There are so many reasons why I love this book. The Shipping News was the first book that I’d ever read set in Newfoundland — the place where my mother was born and raised — a place she fled as soon as she could, to find security and prosperity elsewhere in Canada.
The landscape and the sea and the weather are characters in this book set in a climate that’s harsh, cold, and fickle. The weather changes from fine to menacing to life threatening in an instant. The sea, as Proulx so beautifully describes it, is like Newfoundland’s blood and beating heart in one:
The long horizon, the lunging, clotted sea like a swinging door opening, closing, opening.
The quirky characters, with names like “Tert Card” and “Wavey Prowse” and the dialogue rendered in thick, Newfoundland vernacular rings true to my ear. In the presence of relatives, I’ve heard plenty of lilty, euphemism-laden, hard-accented English, spoken at such a swift cadence I’d have to translate for friends baffled by speed and slang. Proulx gets it right: “Oh yis, I sees him afore. In ‘ere the odder day wit’ Billy. ”
When we meet R.G. Quoyle, he’s unmoored, adrift, and bereft at the death of his philandering wife, Petal. He’s nothing like his father Guy Quoyle, an incestuous molester. It is Quoyle’s Aunt, Agnis Hamm, (Guy’s sister) who pries Quoyle out of his doldrums, insisting they try for a fresh start and return to the house of the Quoyles in Newfoundland.
The house is dilapidated and desecrated, tied down not only by the wire that lashes it to the rock, but by the spectres of the past — the molestuous crimes that took place under its eaves and stories of the “wracker” Quoyles — ancestors who too, lived to inflict pain and misery on others by luring boats on to the rocky shore to murder the occupants and pillage their cargo. I love the fact that it is the weather — a violent storm — that bursts the wire cables and demolishes the house, releasing R.G. and Agnis from the burdens of the past — allowing them both that fresh start in their lives.
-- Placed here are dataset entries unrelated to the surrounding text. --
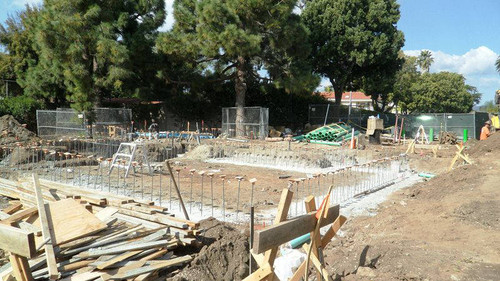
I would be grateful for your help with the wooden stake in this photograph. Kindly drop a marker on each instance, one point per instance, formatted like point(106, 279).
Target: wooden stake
point(47, 232)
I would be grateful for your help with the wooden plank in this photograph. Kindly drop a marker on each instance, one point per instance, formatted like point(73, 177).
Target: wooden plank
point(21, 215)
point(158, 218)
point(157, 266)
point(75, 265)
point(283, 232)
point(14, 207)
point(117, 259)
point(259, 274)
point(20, 268)
point(315, 236)
point(85, 276)
point(179, 196)
point(26, 226)
point(17, 241)
point(134, 220)
point(46, 224)
point(151, 256)
point(72, 221)
point(283, 207)
point(117, 250)
point(332, 231)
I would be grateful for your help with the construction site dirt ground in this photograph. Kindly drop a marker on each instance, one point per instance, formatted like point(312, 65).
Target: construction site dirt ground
point(447, 228)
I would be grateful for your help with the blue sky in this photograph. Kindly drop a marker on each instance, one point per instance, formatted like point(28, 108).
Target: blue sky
point(463, 35)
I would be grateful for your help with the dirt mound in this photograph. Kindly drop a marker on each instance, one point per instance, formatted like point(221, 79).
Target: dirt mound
point(224, 256)
point(443, 229)
point(479, 148)
point(11, 130)
point(201, 152)
point(482, 213)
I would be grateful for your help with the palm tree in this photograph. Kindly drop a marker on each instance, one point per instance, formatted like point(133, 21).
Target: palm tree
point(425, 60)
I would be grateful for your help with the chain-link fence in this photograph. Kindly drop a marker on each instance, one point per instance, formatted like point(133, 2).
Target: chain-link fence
point(446, 122)
point(320, 114)
point(61, 122)
point(254, 125)
point(109, 122)
point(112, 121)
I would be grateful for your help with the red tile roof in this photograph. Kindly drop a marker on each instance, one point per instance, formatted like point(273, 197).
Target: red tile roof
point(345, 96)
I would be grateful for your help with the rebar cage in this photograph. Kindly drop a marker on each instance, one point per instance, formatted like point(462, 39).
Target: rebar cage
point(108, 122)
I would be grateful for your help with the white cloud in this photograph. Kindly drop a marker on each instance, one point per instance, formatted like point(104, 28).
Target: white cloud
point(476, 61)
point(169, 20)
point(22, 3)
point(477, 66)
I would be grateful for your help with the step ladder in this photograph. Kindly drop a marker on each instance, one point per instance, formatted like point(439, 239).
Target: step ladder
point(127, 153)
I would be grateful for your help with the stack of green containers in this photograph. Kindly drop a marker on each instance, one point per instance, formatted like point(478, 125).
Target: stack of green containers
point(332, 134)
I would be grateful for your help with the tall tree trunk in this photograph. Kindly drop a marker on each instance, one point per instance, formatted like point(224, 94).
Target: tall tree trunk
point(338, 90)
point(240, 86)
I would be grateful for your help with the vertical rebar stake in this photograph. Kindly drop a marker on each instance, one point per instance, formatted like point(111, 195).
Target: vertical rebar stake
point(223, 177)
point(201, 173)
point(211, 176)
point(191, 197)
point(238, 199)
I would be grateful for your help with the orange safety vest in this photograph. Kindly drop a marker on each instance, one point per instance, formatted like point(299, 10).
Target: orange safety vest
point(485, 132)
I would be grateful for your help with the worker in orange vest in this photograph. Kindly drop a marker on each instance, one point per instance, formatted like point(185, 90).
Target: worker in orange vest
point(485, 131)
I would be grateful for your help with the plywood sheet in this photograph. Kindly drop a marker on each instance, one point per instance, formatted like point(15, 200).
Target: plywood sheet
point(71, 221)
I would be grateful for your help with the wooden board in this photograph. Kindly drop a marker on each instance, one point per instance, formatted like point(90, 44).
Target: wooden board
point(17, 241)
point(47, 231)
point(71, 221)
point(285, 231)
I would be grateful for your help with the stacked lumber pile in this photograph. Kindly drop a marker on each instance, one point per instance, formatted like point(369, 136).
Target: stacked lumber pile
point(447, 138)
point(333, 134)
point(53, 231)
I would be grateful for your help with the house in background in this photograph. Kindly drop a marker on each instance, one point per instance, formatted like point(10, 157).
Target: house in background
point(359, 99)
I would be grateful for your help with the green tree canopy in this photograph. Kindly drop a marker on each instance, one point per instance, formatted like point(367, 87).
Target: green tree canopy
point(439, 92)
point(353, 40)
point(241, 41)
point(489, 107)
point(425, 60)
point(90, 43)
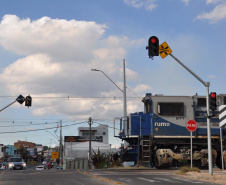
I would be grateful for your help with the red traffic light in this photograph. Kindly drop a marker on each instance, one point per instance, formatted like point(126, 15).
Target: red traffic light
point(213, 95)
point(153, 40)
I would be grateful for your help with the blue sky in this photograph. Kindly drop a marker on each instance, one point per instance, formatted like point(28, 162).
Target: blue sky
point(47, 49)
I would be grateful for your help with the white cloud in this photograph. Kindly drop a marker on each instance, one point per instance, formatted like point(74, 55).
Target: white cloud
point(147, 4)
point(212, 76)
point(186, 2)
point(217, 14)
point(58, 57)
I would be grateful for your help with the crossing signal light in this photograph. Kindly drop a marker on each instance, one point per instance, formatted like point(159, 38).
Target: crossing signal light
point(213, 101)
point(153, 46)
point(28, 101)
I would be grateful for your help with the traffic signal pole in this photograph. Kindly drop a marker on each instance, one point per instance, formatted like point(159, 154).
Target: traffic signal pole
point(206, 84)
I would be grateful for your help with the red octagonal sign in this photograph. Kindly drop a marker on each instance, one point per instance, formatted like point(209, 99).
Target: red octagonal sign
point(191, 125)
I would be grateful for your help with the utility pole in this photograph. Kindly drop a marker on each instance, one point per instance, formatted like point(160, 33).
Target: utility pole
point(61, 149)
point(90, 121)
point(206, 84)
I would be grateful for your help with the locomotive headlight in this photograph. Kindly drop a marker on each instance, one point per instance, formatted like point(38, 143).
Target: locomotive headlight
point(10, 164)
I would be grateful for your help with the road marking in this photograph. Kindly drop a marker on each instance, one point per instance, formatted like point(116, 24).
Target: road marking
point(127, 180)
point(149, 180)
point(188, 180)
point(168, 180)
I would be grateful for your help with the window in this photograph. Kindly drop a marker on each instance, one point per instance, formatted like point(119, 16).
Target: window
point(201, 102)
point(171, 109)
point(147, 107)
point(86, 132)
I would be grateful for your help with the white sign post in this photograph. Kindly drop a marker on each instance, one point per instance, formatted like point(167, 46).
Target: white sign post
point(222, 120)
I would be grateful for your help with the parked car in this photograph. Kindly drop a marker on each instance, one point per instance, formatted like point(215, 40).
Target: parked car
point(16, 163)
point(44, 162)
point(41, 167)
point(3, 166)
point(49, 164)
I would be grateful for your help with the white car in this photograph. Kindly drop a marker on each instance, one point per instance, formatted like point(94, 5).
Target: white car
point(40, 167)
point(44, 162)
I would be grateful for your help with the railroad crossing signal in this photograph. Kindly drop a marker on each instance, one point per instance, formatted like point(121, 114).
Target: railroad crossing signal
point(153, 46)
point(213, 101)
point(164, 50)
point(28, 101)
point(20, 99)
point(191, 125)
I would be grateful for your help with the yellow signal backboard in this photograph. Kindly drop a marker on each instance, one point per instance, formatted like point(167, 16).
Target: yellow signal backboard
point(164, 50)
point(55, 155)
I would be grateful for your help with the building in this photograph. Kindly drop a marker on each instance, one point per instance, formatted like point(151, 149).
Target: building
point(3, 154)
point(12, 151)
point(96, 133)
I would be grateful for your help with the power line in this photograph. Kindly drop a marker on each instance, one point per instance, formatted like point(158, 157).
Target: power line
point(21, 131)
point(71, 98)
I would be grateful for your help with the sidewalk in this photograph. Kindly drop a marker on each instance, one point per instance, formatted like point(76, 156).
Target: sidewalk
point(218, 177)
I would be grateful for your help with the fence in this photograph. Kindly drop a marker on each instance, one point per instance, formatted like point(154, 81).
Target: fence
point(76, 163)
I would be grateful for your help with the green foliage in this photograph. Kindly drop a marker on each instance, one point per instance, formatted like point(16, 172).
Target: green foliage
point(101, 160)
point(186, 169)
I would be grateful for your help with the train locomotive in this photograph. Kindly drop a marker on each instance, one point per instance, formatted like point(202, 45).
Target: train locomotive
point(158, 136)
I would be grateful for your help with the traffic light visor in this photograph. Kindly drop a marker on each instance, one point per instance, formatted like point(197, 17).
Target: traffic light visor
point(213, 95)
point(153, 40)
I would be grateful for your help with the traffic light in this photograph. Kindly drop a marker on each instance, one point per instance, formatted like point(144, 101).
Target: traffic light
point(153, 46)
point(28, 101)
point(213, 101)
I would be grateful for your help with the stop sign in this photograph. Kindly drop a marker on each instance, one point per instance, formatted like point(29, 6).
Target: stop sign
point(191, 125)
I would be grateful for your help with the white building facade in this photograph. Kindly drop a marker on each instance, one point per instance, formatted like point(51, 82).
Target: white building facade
point(96, 133)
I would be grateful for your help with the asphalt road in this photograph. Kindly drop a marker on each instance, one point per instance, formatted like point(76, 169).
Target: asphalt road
point(144, 177)
point(48, 177)
point(93, 177)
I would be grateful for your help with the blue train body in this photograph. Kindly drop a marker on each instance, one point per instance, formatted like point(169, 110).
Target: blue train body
point(159, 136)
Above all, this is a book about hope: about overcoming, about uprooting ourselves from suffering and misery and making change. It’s about that feeling of potential, that sense of belonging and camaraderie we feel when crowded with family and friends into a lively kitchen. It’s about the simple comforts of warm homemade bread, bakeapple jam, and tea — prophylactics to the ever-present damp and cold, and to whatever it is that ails you.